3. The method of claim 1, wherein the acquiring the sequence of target images of the target site comprises:

and acquiring pixel point information of the target part in each time unit, and generating the target image sequence according to the pixel point information.

4. A method according to any one of claims 1 to 3, wherein outputting language information corresponding to the target site according to the target image sequence includes:

determining motion information of the target part according to the target image sequence, wherein the motion information is used for indicating motion change conditions of the target part;

determining a mouth shape information set corresponding to the motion information from a preset mouth shape information base, and carrying out language identification processing on the mouth shape information set so as to output the language information.

5. The utility model provides a language recognition device which characterized in that, language recognition device's camera module includes M spectral filter and sense pixel sensor, language recognition device includes: an acquisition module and an output module;

the acquisition module is used for acquiring target light corresponding to the face part of the person to be shot through N spectral filters in the M spectral filters, M and N are positive integers, and N is smaller than or equal to M; determining a part corresponding to the light rays meeting the preset conditions in the target light rays as a target part through the real sensing pixel sensor, and acquiring a target image sequence of the target part; the preset condition is that the signal variation of the light is larger than or equal to a preset threshold value, and the target part is a part in a motion state in the face part;

the output module is used for outputting language information corresponding to the target part according to the target image sequence acquired by the acquisition module.

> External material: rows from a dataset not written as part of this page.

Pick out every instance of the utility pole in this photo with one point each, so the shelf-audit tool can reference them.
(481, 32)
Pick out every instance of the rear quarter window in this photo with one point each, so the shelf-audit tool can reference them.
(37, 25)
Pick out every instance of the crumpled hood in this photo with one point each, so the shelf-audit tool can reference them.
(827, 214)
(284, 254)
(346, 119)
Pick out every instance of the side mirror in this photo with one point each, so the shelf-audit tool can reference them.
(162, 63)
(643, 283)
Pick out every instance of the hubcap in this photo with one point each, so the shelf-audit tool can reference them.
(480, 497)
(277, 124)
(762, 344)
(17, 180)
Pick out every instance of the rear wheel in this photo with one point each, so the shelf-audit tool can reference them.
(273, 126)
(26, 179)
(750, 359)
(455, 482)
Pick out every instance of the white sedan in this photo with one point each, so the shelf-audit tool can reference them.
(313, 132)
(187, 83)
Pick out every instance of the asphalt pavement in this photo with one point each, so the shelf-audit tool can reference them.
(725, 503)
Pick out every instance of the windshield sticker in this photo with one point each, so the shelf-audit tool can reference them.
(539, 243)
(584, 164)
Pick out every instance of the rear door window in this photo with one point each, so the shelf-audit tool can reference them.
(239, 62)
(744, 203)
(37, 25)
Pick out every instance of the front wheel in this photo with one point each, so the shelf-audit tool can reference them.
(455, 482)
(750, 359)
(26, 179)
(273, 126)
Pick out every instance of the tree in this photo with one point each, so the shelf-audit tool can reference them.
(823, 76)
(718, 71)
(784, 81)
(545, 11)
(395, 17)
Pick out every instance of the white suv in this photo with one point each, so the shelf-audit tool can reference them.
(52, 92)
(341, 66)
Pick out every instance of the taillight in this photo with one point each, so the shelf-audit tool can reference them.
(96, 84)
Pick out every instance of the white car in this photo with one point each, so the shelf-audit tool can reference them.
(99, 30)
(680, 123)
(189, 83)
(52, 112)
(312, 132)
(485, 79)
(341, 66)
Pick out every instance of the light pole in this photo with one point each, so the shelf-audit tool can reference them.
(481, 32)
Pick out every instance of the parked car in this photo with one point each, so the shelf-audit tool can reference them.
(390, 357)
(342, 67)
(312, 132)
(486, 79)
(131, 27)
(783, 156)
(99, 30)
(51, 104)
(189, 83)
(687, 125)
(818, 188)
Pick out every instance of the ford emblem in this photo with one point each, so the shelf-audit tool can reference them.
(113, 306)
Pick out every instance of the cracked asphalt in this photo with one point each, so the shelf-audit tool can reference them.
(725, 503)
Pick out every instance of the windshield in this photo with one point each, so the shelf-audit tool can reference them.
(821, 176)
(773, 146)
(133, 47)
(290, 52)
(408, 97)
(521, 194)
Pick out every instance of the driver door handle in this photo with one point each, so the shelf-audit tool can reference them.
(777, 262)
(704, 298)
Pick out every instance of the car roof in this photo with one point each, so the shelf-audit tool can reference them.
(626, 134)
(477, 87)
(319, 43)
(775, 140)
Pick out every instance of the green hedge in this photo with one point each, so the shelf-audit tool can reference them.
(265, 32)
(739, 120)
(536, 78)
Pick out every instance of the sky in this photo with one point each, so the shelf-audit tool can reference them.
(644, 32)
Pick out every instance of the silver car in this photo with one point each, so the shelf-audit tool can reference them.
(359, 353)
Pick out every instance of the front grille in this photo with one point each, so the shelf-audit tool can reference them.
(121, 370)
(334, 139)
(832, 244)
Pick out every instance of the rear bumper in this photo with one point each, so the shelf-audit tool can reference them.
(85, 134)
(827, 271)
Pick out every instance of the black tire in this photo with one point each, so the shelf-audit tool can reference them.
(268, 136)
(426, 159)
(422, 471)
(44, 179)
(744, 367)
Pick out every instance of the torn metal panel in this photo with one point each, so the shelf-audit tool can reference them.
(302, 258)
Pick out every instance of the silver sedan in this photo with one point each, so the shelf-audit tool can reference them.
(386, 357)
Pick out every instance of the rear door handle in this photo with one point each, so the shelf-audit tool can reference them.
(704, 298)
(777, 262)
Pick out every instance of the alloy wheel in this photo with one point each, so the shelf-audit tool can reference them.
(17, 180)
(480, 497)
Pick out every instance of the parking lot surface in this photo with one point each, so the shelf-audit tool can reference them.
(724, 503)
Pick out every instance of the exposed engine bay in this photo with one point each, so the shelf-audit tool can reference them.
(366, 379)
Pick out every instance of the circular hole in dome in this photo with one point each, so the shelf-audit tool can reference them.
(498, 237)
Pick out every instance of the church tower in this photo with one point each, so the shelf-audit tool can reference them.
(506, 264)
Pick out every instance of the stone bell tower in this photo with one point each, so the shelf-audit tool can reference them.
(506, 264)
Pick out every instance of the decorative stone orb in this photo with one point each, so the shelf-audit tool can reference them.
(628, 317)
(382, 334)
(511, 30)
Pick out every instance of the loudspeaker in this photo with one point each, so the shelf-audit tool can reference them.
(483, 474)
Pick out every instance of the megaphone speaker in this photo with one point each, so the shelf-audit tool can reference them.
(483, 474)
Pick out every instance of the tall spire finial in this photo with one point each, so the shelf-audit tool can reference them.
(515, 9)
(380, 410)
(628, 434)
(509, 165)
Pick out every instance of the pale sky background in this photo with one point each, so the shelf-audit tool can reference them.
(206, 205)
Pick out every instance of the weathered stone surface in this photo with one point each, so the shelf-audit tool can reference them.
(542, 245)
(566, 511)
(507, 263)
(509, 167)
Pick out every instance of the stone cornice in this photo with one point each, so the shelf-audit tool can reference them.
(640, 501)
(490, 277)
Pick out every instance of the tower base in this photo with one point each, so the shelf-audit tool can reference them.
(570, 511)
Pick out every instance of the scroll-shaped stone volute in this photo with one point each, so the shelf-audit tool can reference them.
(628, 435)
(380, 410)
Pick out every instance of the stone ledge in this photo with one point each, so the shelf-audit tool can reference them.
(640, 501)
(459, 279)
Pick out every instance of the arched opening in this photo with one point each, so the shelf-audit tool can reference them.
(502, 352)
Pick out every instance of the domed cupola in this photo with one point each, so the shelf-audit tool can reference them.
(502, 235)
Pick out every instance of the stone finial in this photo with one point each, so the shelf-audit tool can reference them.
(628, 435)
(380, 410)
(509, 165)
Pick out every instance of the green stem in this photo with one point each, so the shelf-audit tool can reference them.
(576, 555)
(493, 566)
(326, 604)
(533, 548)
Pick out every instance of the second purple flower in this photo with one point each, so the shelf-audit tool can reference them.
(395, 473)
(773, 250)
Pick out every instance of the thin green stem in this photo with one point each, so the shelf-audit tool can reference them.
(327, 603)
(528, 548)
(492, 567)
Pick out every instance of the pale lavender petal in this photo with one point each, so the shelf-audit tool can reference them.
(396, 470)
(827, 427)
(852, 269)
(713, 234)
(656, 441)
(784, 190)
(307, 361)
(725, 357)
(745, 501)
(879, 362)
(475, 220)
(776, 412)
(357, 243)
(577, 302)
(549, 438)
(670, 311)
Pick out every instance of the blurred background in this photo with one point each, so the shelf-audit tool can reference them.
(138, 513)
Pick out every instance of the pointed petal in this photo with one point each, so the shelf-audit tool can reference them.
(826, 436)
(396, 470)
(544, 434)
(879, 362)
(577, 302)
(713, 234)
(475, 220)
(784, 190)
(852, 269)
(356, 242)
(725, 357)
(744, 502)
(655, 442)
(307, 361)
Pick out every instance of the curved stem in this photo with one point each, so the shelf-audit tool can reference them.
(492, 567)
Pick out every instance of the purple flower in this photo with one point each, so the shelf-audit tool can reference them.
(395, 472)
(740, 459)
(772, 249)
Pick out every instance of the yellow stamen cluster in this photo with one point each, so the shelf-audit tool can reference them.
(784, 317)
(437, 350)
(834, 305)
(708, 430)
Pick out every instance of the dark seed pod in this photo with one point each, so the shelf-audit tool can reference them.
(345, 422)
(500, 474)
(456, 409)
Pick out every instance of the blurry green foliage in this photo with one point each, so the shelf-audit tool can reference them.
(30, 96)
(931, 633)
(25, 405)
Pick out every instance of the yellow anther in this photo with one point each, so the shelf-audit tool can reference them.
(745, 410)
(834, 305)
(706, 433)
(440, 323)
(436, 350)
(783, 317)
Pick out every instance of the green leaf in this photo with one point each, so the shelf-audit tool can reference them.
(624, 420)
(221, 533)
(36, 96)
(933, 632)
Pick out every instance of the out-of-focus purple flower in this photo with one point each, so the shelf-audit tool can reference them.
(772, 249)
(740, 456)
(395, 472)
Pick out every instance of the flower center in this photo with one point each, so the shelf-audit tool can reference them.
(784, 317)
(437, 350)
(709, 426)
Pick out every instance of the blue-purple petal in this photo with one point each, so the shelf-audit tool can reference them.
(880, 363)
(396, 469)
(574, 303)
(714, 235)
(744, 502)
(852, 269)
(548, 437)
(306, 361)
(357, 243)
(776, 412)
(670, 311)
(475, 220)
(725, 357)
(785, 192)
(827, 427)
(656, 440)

6. The apparatus of claim 5, wherein the language identification means comprises: a receiving module;

the receiving module is configured to receive a first input of a user before the obtaining module obtains, through N spectral filters in the M spectral filters, a target light corresponding to a face portion of a person to be photographed, where the first input is an input of the user to a target spectral range, and a spectrum of the target light is in the target spectral range;

The acquisition module is specifically configured to determine, from the M spectral filters, the N spectral filters corresponding to the target spectral range in response to the first input received by the receiving module, and perform filtering processing on light rays outside the target spectral range through the N spectral filters, so as to acquire the target light rays.

7. The apparatus according to claim 5, wherein the obtaining module is specifically configured to obtain pixel point information of the target portion at each time unit, and generate the target image sequence according to the pixel point information.

8. The apparatus according to any one of claims 5 to 7, wherein the output module is configured to determine motion information of the target site, in particular according to the target image sequence, the motion information being configured to indicate a motion change situation of the target site; and determining a mouth shape information set corresponding to the motion information from a preset mouth shape information base, and carrying out language identification processing on the mouth shape information set so as to output the language information.

9. An electronic device comprising a processor, a memory and a program or instruction stored on the memory and executable on the processor, which when executed by the processor, implements the steps of the language identification method of any one of claims 1 to 4.

10. A computer readable storage medium, characterized in that the computer readable storage medium stores thereon a program or instructions which, when executed by a processor, implement the steps of the language identification method according to any one of claims 1 to 4.